I’m trying to decide if I should start learning AppleScript. I have absolutely no experience with it, and very little with Mac in general. But I can be quite tenacious if I think I can do something, especially if it will take just a few weeks of reading/futzing around. I have some basic experience with PHP/MySQL (creating webpage-linked surveys, document libraries with administrative screens), so programming isn’t completely new to me (but I’m still an amateur).
Both ideas involve Quark 6.
- Importing tables
Clients give us a spreadsheet with about a hundred worksheets, one unformatted (save merged cells) table per sheet. Each sheet is individually labeled with the corresponding text citation (e.g., T.1.3).
Right now, we have to draw a table box, select “link to external data,” browse to the file, select the sheet, deselect hidden rows, etc., and wait for it to finish importing.

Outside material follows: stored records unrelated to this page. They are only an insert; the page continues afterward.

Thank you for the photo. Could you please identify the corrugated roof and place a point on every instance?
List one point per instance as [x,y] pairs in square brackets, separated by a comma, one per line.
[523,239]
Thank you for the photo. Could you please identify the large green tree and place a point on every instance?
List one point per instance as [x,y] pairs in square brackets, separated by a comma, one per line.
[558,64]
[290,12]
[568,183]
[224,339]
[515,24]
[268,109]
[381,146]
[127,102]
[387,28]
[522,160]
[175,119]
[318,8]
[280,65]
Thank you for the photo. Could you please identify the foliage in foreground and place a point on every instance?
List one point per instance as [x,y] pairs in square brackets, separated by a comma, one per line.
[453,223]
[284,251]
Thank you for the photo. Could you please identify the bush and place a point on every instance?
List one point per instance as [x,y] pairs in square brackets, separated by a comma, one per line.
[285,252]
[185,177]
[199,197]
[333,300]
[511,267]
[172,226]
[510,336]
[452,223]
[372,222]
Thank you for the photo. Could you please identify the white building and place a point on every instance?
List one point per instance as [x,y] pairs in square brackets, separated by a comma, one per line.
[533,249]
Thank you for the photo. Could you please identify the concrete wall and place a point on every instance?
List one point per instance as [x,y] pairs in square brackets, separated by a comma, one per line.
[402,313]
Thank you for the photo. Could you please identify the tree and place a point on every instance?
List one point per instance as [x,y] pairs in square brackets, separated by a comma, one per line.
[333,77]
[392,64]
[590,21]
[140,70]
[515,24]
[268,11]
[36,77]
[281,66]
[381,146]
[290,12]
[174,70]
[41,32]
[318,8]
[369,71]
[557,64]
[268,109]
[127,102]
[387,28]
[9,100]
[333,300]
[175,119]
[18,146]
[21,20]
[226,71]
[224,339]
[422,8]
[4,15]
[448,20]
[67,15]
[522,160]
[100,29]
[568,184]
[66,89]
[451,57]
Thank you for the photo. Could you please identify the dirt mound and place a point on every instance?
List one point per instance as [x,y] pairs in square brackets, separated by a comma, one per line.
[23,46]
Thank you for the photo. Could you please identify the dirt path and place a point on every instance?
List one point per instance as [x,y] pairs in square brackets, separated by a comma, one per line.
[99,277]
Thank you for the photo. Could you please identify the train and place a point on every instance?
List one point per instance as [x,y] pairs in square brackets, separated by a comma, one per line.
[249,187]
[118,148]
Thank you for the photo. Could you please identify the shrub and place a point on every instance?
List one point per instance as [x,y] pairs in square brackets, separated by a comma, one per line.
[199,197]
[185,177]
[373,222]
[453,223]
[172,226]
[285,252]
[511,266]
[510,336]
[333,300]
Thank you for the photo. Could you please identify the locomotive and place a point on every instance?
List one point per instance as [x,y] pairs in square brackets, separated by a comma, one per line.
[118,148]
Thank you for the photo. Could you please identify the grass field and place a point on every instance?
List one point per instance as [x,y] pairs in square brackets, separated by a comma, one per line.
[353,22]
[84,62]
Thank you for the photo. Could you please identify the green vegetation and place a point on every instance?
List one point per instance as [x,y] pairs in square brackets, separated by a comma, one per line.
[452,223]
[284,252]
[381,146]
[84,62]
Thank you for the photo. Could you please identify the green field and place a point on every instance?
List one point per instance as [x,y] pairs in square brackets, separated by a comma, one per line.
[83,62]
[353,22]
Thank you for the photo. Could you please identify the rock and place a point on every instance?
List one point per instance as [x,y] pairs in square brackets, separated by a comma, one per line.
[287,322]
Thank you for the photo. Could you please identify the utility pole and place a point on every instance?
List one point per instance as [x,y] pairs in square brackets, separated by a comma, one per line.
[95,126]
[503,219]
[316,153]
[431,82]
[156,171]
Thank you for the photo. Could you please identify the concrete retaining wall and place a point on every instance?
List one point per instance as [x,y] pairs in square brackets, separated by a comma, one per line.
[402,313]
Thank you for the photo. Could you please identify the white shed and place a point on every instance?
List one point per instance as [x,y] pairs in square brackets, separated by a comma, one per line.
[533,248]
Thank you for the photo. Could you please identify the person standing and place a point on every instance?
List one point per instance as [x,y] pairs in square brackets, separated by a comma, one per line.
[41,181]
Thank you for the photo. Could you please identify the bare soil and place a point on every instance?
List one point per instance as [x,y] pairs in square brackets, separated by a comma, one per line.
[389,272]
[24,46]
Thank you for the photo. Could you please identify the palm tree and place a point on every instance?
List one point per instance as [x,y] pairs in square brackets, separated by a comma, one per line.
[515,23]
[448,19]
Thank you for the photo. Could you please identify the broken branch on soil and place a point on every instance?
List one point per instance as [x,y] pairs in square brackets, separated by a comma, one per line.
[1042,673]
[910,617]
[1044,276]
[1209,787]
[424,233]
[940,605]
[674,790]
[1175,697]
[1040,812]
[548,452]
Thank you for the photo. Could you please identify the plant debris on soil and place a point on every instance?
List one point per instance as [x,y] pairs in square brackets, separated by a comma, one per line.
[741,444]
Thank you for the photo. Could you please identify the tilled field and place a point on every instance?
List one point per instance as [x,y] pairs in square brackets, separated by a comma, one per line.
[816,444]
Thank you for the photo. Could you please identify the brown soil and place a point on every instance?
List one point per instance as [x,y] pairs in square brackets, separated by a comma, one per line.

A little later, the process starts all over again. Lots of repetitive clicking, lots of downtime just waiting for Quark to process/import the table.
Could AppleScript automate this process? Even running a script that pulls each sheet into Quark will allow us to simply copy/paste between Quark documents, making things vastly simpler.
- Renumbering footnotes
Three hundred footnotes. A call from a client. Numbers X,Y, and Z need to be deleted, the rest renumbered. Egad. All manually at the moment.
Could AppleScript help with this? Intuitively, I’d assign footnotes a particular tag (style? Variable?), and write a routine that slogs though adding one to a base count, but don’t know the power and flexibility of AppleScript, nor how easy an implementation like the above would be to do.
I’m not quite asking HOW to do this, but whether or not it’s something that a rank beginner can figure out in a few weeks—whether I should try and figure it out on my own or leave the programming to the professionals. (Of course, if there is a pre-scripted app out there that already does this, feel free to let me know!)